Is there a chance you could create a GitHub repo with a sample application with steps on how to reproduce this bug?
If that’s not possible, could you describe how you created the migrations or what command(s) you ran? Is this error reproducible? As in, if you reset (roll back db for example) your changes, can this same error be reproduced or is it a one off?
I dug in a little deeper, and I think Rails is doing some database inspection.
I think it’s creating this inv_products_XYZ table because I’m actually loading data into this database from a prior pg_dump.
After I run a rake db:migrate
it seems to create that table. Nowhere in my code is there a migration which is creating this table, it just somehow gets into my schema.rb
file. I think via inspection/introspection or whatever. Rails must see the table exists already, and adds the corresponding Ruby code in schema.rb
to create that table.
I can’t provide code in this case, since it’s a proprietary codebase.
That is correct. schema.rb
has nothing to do with migrations (despite the superficial connections).

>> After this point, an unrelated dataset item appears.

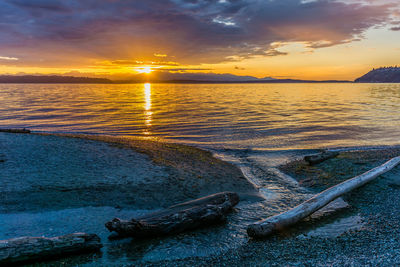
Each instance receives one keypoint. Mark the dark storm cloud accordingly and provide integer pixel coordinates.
(193, 31)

It is always a record of the schema of the database. If you use tools other than migrations (e.g. the pg*
command line tools) to make changes to the database schema they will always be reflected in schema.rb
after you run migrations. This isn’t becuase of the migrations, but because there is a task triggered after the migrations task runs which translates the complete DB schema into schema.rb
.
This is not entirely true. Rails provides the following configuration options which link migrations to schema.rb:
I am also confused by Rails behavior when it does dump to include local database changes that are not part of migrations in the current branch. For instance, there may be changes to the database that have come from a different branch. Rails picks these changes up and modifies schema.rb causing a headache of management of this file.
It is because it is looking at the live connection to the DB. Whatever is in the DB at the time it connects will be dumped into the schema.rb. It doesn’t matter at all what code is in the branch. The real DB schema isn’t branched, so unless you are very careful about dropping the DB and recreating it when you switch branches, it is a headache you have to manage with appropriate painkillers.